Реброва Алена Дмитриевна
Атлантида. Часть I: Дисперсия
1. Зеленая водоросль
Я сидел и смотрел вперед, не думая ни о чем конкретном. Приколотый к стене сине-бурый гриб тлел, окутывая все вокруг крепким дымком. Его дурманящий дух помогал зависнуть где-то между пространством и временем, с пустой головой и одним-единственным желанием: ни за что на свете не выходить из этого состояния.
- ... Эй, девочка, может, прекратишь уже томно вздыхать и делом займешься? - мое единение с самим собой прервал голос, напоминающий рык резко заведенного мотора, - достояние командира, двухметрового поджарого мужика по имени Карпуша.

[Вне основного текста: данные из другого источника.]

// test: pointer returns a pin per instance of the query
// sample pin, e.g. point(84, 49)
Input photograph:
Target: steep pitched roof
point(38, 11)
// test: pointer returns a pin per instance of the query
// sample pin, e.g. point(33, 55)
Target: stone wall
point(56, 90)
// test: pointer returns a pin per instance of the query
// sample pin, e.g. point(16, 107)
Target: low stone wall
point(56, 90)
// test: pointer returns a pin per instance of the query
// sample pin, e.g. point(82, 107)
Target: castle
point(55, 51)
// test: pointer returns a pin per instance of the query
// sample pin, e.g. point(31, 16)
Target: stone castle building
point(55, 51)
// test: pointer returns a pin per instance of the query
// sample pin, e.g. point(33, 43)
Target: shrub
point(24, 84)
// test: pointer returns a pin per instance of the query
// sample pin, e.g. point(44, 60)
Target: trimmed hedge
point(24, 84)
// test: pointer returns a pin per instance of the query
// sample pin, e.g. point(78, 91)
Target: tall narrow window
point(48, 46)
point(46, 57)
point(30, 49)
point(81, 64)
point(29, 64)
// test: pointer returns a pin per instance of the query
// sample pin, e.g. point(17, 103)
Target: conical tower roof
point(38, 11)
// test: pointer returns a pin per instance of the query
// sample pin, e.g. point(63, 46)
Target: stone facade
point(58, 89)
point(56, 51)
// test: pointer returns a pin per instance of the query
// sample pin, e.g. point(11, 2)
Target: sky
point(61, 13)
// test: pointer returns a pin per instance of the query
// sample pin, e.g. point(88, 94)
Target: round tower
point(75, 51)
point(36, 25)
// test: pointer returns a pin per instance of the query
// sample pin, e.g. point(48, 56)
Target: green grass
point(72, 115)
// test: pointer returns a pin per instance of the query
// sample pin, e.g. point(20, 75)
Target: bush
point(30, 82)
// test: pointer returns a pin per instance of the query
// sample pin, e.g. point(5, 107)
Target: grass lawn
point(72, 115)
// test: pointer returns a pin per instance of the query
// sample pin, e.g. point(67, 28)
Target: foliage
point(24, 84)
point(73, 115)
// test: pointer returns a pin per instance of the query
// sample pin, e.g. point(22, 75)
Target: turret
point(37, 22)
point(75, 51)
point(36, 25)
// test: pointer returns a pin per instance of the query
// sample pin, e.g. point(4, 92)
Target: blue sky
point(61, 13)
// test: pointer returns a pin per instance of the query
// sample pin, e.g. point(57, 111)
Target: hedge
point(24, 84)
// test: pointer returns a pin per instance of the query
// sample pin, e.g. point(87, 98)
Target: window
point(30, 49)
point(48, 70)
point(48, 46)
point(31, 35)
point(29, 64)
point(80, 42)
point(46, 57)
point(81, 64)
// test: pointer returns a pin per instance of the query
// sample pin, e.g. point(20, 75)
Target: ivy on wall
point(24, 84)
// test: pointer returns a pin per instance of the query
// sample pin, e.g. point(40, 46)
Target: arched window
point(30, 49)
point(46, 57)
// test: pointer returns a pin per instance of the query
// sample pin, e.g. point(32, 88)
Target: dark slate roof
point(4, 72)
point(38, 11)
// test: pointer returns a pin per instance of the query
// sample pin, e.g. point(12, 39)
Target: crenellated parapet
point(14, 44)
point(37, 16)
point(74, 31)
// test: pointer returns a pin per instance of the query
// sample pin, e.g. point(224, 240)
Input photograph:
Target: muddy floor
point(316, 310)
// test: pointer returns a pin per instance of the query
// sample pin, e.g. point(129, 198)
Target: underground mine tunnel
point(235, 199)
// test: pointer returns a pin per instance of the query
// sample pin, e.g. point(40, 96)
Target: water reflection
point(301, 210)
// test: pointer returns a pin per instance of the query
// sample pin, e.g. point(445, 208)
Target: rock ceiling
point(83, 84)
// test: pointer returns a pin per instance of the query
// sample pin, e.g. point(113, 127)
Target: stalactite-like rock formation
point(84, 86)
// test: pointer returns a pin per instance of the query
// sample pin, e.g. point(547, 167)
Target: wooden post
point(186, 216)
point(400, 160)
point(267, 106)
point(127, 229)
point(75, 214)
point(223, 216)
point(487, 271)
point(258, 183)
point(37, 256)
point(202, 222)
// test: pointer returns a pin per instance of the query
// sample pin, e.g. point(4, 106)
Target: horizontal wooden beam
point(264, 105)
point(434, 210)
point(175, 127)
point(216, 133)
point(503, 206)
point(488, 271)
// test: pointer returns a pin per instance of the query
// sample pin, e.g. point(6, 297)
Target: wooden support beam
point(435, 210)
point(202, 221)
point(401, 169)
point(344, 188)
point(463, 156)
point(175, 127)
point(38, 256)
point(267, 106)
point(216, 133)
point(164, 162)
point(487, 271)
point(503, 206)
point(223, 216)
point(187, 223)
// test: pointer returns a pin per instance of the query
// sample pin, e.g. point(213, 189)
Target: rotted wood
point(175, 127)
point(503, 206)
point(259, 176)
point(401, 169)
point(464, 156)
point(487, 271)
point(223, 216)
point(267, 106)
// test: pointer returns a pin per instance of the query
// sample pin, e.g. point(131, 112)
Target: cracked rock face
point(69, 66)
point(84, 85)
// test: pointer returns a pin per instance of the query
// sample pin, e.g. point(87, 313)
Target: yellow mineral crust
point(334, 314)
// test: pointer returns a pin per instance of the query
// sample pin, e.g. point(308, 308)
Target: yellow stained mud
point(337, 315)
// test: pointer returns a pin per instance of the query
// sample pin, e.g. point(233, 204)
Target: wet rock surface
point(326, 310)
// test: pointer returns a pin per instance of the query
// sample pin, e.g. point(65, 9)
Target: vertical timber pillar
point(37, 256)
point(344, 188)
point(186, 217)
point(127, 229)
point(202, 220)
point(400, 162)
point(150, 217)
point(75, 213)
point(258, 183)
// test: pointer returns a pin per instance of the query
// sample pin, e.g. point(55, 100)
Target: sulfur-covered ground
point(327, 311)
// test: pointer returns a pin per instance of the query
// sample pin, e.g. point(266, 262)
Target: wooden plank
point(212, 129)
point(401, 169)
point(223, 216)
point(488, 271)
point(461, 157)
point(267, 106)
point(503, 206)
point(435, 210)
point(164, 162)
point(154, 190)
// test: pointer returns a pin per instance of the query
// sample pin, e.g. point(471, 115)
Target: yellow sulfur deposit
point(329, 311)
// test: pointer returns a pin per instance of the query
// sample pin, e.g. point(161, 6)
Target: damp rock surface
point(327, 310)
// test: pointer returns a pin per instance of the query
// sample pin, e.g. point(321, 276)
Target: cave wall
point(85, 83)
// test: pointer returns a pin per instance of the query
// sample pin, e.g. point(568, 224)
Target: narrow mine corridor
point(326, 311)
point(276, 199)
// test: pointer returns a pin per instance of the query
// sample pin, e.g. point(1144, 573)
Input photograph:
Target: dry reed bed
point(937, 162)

Когда некоторые матери выбирают имена, они не задумываются над тем, кем может стать их розовощекий карапуз, когда вырастет. Карпуша вот стал подрывником. Из подручного мусора он может состряпать такую взрывчатку, которая разнесет в пыль десяток людей, как будто никого и не было. Я слышал это от стражников, а они не любят травить неправдивые байки.
- Я-то думал, я сюда отдыхать пришел, - усмехаясь, я не спеша тушу гриб. Мне хотелось оттянуть тот момент, когда придется выйти из комнаты. Но больше тянуть было нельзя: уже сам командир ко мне пожаловал.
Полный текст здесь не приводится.